The Au Pair's Guide to Babysitting

Before coming to Paris to take up a job as resident professional babysitter I had only ever done it once previously. I wouldn’t even begin to say that I think I have the art of looking after children down to a fine art after doing it for 9 months but I’m certainly starting to wise up to all the intricacies of getting two dangerously devious girls to do what I say. Here are my words of wisdom:-
1.       Make sure they know the boundaries. For example my girls know that I’ll let them stay up a little bit later if they don’t disturb me when I’m totally immersed in Game Of Thrones because if not they will incur my wrath. Something that is never pretty on a Saturday night when I could be out having fun.
2.       Don’t snitch on each other. I’ll tell your mum that you went to bed without a fuss and at the designated hour if you don’t let on that I’ve eaten most of the crisps. And drunk all the tea.
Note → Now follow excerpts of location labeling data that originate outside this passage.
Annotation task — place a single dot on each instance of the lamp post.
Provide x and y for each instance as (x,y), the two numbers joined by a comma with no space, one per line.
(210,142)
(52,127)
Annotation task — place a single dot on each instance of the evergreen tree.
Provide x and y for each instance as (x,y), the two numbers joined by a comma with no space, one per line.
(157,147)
And eaten most of the Percy Pigs.
3.       If I’ve let you watch Desperate Housewives past your bedtime (which coincidentally is really badly dubbed but it such a way that it’s even funnier) then you have to slowly glide from the living room into your own bedroom with the stealth of a leopard when your parents come through the front door – something I never perfected as a child.
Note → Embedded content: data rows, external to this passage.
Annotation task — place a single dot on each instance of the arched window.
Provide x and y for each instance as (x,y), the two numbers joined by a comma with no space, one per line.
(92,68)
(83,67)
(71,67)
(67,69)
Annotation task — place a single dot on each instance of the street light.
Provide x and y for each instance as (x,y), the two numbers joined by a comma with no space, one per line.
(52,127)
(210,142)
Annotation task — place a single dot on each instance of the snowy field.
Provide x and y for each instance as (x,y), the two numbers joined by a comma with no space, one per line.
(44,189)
4.       My solution for you being in a strop/scared of thunderstorms/not doing what I say is to tickle you. A fail safe negotiating tactic – why haven’t they tried this in the Middle East?
5.       Try hard to help with homework. Even if it’s explaining the German case system which fogs my brain in English never mind when I’m explaining it in French.  #linguistproblems
6.       Wifi passwords and laptop chargers are essential. But an emergency book is always good. Even if it’s just to pick up when the parents walk through the door so it doesn’t look like you’ve been watching a whole series of Real Housewives Of Atlanta back to back but actually reading Proust. (Fail safe technique – no one finishes Proust so you can keep it up for ages)

It is an occupation that is not without its certain struggles – I mean who can reason with 8 year olds? But it can be quite rewarding. My favourite moment babysitting was hearing some guy in the street screaming “YOU SHALL NOT PASS” to his friend. The Lord of The Rings nerd within me was quite gleeful that night I can tell you.